Friday, January 25, 2013

The Girl who Ate Everything

I knew from my research to expect Brooklyn to be hungry from the steroid dexamethasone she was taking as part of her chemo treatment. I knew that it would be a ravenous uncontrolable hunger. I had no idea that it would completely take over my life. These days much time is spent in the kitchen making pizza, serving pizza or cleaning up after pizza. She wakes up begging for pizza and goes to bed in the very same state. When I finally put the pizza in front of her she looks almost relieved. Scarfing down each and every bite and then typically asking for more.

I realize that this may not be the healthiest diet, however the days leading up to the diagnosis, her appetite had been reduced to almost nothing. I'm conceding to the pizza because I'm just happy to see her eat right now. Perhaps in a week or two I'll attempt to steer her in a more healthy direction. But for now, my precious baby, who hasn't gained an ounce in six months is eating, and is loving eating, and damn it I'll take whatever I can get at this point.

Weren't we just here?

The answer is yes! We were just here. Just ten days before our sweet Brooklyn was diagnosed with leukemia we were bringing our second baby girl home from the hospital after a rather lengthy stay in the NICU. She was born 7 weeks premature. Prior to her arrival I spent a week in the high risk maternity unit after being diagnosed with a dangerous liver disease. Needless to say after all of that I was feeling pretty confident that we had filled our dramatic family event quota for the year. I was sorely mistaken.
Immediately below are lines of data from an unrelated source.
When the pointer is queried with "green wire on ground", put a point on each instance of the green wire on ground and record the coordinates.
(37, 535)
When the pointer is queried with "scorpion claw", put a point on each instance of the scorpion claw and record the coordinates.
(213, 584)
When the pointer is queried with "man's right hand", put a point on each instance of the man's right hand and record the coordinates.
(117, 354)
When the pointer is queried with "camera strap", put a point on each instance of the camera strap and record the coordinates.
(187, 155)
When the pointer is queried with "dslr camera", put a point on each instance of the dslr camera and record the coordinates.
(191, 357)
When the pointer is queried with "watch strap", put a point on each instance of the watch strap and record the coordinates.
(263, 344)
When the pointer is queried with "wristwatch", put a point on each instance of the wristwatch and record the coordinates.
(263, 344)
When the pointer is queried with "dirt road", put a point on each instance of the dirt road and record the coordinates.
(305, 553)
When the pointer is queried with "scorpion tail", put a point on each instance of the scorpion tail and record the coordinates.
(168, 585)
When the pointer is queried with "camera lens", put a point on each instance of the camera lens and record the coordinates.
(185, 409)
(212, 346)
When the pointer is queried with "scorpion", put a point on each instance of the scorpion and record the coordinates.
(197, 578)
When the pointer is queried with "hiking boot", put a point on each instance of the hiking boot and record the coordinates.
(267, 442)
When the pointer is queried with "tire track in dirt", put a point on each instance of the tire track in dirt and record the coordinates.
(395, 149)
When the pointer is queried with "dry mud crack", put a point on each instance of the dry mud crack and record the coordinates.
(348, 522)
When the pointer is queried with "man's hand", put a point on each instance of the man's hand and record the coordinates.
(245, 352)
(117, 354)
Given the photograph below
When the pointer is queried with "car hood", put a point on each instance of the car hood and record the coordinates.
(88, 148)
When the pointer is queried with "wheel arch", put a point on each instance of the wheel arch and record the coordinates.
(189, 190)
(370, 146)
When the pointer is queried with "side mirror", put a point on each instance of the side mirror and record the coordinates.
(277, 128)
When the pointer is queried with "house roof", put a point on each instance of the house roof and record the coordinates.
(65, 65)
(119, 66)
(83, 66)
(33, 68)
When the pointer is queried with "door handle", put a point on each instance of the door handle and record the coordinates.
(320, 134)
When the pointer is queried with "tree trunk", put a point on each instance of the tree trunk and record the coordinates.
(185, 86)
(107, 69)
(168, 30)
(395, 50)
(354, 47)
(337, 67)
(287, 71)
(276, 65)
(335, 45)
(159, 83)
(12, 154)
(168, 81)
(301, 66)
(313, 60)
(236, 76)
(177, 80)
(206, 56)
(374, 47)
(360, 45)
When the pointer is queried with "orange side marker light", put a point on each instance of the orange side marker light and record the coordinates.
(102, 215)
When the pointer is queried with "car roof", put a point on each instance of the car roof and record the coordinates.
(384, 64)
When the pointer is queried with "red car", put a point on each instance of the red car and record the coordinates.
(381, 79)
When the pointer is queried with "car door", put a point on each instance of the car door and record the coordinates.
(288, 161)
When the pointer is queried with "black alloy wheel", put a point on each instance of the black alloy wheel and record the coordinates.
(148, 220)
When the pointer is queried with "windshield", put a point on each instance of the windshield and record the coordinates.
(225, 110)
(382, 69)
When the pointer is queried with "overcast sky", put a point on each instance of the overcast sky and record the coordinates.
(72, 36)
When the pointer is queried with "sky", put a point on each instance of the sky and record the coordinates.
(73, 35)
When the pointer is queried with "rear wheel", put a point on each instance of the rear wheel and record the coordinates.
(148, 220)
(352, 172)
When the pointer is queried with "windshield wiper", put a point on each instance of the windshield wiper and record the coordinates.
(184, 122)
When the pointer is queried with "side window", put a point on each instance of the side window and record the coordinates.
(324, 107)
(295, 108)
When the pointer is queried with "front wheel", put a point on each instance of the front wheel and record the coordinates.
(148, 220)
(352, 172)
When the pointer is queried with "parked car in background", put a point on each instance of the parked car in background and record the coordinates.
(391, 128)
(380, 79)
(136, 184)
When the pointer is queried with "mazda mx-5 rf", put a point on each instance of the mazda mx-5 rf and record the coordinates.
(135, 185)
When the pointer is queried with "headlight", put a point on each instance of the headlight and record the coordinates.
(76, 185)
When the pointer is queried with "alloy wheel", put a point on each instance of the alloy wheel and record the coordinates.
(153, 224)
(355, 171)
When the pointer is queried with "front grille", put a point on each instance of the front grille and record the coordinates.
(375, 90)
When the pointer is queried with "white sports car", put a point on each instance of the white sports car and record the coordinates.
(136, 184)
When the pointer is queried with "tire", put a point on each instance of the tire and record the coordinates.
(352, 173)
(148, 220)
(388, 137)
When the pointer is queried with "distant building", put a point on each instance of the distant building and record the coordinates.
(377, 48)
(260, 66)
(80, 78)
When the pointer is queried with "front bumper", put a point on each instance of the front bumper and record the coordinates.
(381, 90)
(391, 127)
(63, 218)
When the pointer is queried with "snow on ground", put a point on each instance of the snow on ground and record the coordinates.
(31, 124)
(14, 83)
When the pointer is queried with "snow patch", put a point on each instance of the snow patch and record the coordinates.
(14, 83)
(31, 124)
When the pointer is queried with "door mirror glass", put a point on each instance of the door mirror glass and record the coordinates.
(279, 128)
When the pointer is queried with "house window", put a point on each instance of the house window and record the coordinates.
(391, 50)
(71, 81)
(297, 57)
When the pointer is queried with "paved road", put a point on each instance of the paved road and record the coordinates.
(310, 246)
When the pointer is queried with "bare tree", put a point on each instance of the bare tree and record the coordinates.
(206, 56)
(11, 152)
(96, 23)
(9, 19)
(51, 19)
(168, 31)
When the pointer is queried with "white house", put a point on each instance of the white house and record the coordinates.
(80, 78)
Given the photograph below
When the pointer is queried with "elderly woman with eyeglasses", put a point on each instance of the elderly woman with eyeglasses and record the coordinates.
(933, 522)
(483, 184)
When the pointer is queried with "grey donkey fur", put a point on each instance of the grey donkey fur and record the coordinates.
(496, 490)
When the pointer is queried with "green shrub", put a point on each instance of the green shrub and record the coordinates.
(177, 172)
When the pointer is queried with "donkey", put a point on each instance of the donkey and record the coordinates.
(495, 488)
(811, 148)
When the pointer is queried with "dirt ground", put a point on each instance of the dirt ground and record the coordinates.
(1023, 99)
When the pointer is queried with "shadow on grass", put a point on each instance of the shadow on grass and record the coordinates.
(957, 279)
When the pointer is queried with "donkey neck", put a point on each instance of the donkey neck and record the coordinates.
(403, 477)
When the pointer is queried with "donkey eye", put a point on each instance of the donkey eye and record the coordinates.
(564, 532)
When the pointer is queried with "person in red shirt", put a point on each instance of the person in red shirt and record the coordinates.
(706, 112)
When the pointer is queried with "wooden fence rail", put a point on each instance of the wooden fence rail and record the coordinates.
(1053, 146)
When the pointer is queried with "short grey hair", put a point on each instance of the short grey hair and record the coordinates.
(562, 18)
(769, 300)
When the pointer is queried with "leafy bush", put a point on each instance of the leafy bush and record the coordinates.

To most people, it would seem a bit unfair that a single family should encounter so much trauma in such a short amount of time, and they would be correct. It sucks big time. I'd much rather be sitting at the park, still big and pregnant, watching my pixie headed two year old tromps around the playground getting dirty. Instead I'm holed up in my house under quarantine during one of the worst flu seasons to date with a 5 pound one month old and an immunosuppressed toddler.

It would be easy to sit in my confined state and dwell on the way things should be, and I'd honestly be lying if I said I hadn't sobbed over a glass of wine at least a few times in the week since Brooklyn's diagnosis, but I'm reasonable enough to know that this is not at all productive. Wallowing is not going to help my preemie catchup developmentally and it sure as hell isn't going to save Brooklyn's life. If the news is bad enough, then cry, get it all out. But after that, pick yourself up and figure out what needs to be done next.

The silver lining here is that I'm not entirely sure that I would have been able to care for Brooklyn during this time if I were just a week away from having Indie. Instead I am lucky enough to have both of my girls, safe and sound under one roof and in my arms. Always look for the silver lining. Always.

Wednesday, January 23, 2013

Take Everything but Leave the Kid

"Brooklyn's test results are consistent with Leukemia." This is how the news was delivered to us... and I want to document this, get it down in writing, because I fear that this is something that I might one day forget. Words that were delivered with such ease that the actual event of receiving said news was almost anticlimactic. In the beginning of all of this I had briefly wondered  how on earth you drop such a substantial bomb on a parent and now I know. I wish I didn't, but I do.

So now my kid has cancer. She's two, and she has cancer. I'm not entirely sure what kind of force out there is running the show but it has got one fucked up sense of social justice. For the most part, it still doesn't feel real. It's as if every day I wake up and need to remind myself that my daughter is sick. The most difficult part to grapple with is the fact that as a parent you wish that the universe would make this battle yours and not your kids. Never in my life could I imagine my daughter fighting for hers.

So here we are, closing out week 1 of an apparently intense and grueling five week treatment program known as "Induction" or "Phase 1". I have yet to see any really bad side effects from the chemo in Brooklyn except for the fact that her temperament is just a bit more "colorful" than normal and she sleeps a little more.

My daughter hasn't ever been anything other than brilliantly fearless and I have no doubts that she will beat this thing, but I'm still terrified.